We also quantified an additional, relevant mappability bias, consisting of a significantly higher mappability at and around exons with strong SSs compared with exons with weak sites (Fig 2B) (Methods) with similar results for mouse (mm9 40nt reads, Figure A in S2 Fig). This bias in mappability persists in the 100nt region upstream of the 3’SS and downstream of the 5’SS when considering exons longer than 100nt in length (Figure B in S2 Fig). We observe that part of the significant difference in mappability lies on the exon. This will probably impact the calculation of exon percent spliced in (PSI) values [6, 7]. Given the potential for mappability to confound profile results, we considered it throughout our profile analyses (Methods). However, we found that in general mappability has a negligible effect on the results.
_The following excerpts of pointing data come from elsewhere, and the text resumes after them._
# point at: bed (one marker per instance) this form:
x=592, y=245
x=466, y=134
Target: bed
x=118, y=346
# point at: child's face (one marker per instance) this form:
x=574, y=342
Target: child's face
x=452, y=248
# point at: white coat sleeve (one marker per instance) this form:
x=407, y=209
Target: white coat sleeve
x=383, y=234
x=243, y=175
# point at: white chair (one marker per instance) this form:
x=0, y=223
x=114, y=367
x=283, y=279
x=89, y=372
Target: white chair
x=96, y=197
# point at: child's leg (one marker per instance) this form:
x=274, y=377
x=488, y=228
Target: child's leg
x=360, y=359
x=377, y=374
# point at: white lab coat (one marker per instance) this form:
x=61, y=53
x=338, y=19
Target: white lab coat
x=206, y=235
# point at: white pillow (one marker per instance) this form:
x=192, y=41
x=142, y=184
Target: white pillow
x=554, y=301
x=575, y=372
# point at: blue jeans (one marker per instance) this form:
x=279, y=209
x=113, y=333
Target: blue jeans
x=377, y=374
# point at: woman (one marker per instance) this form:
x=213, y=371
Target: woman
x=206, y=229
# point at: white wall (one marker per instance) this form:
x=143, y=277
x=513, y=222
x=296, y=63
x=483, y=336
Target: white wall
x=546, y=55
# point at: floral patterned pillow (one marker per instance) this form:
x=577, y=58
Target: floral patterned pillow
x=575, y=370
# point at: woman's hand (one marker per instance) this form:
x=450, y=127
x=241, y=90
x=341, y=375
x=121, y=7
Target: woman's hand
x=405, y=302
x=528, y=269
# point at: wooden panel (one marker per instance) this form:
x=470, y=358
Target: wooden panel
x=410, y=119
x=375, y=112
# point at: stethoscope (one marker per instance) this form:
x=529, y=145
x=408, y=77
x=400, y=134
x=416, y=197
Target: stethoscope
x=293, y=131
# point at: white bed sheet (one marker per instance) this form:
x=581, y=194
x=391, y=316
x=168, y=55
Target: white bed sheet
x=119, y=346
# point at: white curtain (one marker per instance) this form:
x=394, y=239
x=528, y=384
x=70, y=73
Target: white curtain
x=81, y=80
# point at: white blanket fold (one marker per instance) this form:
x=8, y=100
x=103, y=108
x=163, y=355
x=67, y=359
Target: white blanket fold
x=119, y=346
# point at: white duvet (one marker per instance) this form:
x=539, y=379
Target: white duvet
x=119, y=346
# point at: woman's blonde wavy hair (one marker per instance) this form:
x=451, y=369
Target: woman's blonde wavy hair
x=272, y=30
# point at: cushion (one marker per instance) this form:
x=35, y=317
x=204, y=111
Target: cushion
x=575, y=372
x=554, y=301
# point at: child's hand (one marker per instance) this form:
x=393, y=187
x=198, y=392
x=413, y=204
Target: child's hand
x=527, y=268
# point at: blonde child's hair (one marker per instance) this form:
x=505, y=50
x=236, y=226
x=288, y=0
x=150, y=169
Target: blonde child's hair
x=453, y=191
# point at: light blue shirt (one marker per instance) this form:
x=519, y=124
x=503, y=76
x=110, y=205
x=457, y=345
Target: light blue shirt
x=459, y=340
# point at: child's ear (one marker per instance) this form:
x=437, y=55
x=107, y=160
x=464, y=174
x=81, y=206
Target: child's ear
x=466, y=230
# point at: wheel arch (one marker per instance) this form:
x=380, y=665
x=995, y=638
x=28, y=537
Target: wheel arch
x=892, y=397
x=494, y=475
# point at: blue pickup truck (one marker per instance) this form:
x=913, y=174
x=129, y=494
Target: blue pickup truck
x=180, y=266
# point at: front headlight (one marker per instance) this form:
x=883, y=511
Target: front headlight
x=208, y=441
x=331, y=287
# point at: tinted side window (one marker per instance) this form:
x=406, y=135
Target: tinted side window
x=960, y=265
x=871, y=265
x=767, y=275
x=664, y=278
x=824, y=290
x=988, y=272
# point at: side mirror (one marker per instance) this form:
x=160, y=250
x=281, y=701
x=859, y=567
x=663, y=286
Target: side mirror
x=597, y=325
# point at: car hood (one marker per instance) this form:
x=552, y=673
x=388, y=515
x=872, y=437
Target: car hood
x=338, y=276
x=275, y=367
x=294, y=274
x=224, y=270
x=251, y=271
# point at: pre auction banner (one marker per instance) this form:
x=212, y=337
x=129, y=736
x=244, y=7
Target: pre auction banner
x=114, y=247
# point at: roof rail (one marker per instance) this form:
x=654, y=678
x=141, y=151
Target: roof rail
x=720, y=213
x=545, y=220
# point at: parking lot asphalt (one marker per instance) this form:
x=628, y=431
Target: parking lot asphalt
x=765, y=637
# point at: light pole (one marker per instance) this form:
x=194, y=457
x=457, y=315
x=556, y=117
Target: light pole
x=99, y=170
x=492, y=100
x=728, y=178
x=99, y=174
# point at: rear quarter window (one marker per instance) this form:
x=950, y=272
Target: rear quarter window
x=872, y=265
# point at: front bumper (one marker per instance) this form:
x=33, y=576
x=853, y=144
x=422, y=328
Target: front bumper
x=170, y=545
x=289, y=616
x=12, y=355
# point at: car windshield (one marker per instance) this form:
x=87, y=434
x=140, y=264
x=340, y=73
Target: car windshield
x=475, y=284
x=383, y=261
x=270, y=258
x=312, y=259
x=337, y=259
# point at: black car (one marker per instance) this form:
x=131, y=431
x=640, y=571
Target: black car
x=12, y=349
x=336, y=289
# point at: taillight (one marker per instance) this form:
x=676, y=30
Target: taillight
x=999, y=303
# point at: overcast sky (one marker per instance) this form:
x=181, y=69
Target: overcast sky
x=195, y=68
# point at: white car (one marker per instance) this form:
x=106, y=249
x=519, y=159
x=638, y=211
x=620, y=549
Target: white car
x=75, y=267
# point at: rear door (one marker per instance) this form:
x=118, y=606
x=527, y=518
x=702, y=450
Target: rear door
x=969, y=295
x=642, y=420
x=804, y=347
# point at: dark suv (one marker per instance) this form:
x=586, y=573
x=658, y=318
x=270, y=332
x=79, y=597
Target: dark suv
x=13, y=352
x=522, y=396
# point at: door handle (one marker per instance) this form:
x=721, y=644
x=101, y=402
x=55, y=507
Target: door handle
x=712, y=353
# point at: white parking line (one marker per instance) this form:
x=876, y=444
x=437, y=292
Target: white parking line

We next validated ProfileSeq for ChIP-Seq and GRO-Seq data. A number of genome-wide studies have observed a greater density of signal associated with RNAPII binding around TSSs compared to other regions, e.g. polyadenylation sites (pA-sites) [3]. We used ProfileSeq with ChIP-Seq data for RNAPII in K562 and HepG2 cells, as well as mouse embryonic fibroblasts (MEFs) (Fig 2C and Figures A and B in S3 Fig), and global run-on sequencing (GRO-Seq) for Imr90 and MEFs (Fig 2D and Figure C in S3 Fig), all centered at the same number of TSS and pA-sites from the same genes. All the obtained profiles show that the signal at the TSS is significantly greater than at pA-sites. The RNAPII profiles in HepG2 and MEF cells show a large peak just downstream of the TSS and another smaller one ~150–200nt upstream. This behavior was proposed to reflect the composite behavior of the TSSs in genes [8]. The K562 profiles behave similarly, but with a less pronounced, though still discernible, peak upstream of the TSS. We also observe significant accumulation of ChIP-Seq input reads at the TSS and depletion at the pA-site similar to the observed patterns for RNAPII. However, using ProfileSeq, we are able to show that the significant enrichment of RNAPII at the TSS persists even after accounting for the input signal in all cell lines (Fig 2E and Figures D and E in S3 Fig). Finally, stranded profiles for GRO-Seq in human (Fig 2D) and mouse (Figure C in S3 Fig) show a sharp peak just downstream of the TSS, as shown before for the human sample [3], and a smaller, but sharp peak at the pA-site as well as a second, broader peak downstream of the pA-site, which was proposed to be related to 3' cleavage before polyadenylation [3].

We also validated ProfileSeq using CLIP-Seq data. Several splicing factors are known to bind to exonic splicing enhancer (ESE) elements, thereby assisting in the inclusion of exons with weak splice-site signals [9]; various computational and experimental approaches have been used to successfully predict ESE motifs, e.g. [10,11]. The SR-proteins SRSF1 and SRSF2 are particularly well-studied splicing factors known to bind these ESEs [12]. We compared the profiles of CLIP-Seq reads for SRSF1 and SRSF2 from mouse cells [2] between the upper and lower quartiles of SS scores, for both 5' and 3' SSs separately (Fig 2F and 2G). Our profiles show a significantly greater read density in the weakest quartile compared with the strongest one, with very few reads at introns, which agrees with their main role in binding exons to enhance splicing. Additionally, the significance of the comparisons is maintained after correcting for mappability (Figures A and B in S4 Fig). Performing the same analysis for CLIP-Seq data for PTB [13] produced enrichment in the intronic region 100–125nt upstream of weak 3'SSs (Figure C in S4 Fig), consistent with previously reported patterns [14,15], whereas no difference was found when comparing weak and strong 5'SSs. Additionally, we observed significantly more PTB signal occurs on the body of exons with strong 5'SSs compared with exons with weak 5' SSs, even though this density is lower than at intronic regions (Figure C in S4 Fig). We conclude that ProfileSeq on CLIP-Seq data is consistent with the previous findings and also suggest new possible relations between PTBP1 binding and the strength of the nearby SSs.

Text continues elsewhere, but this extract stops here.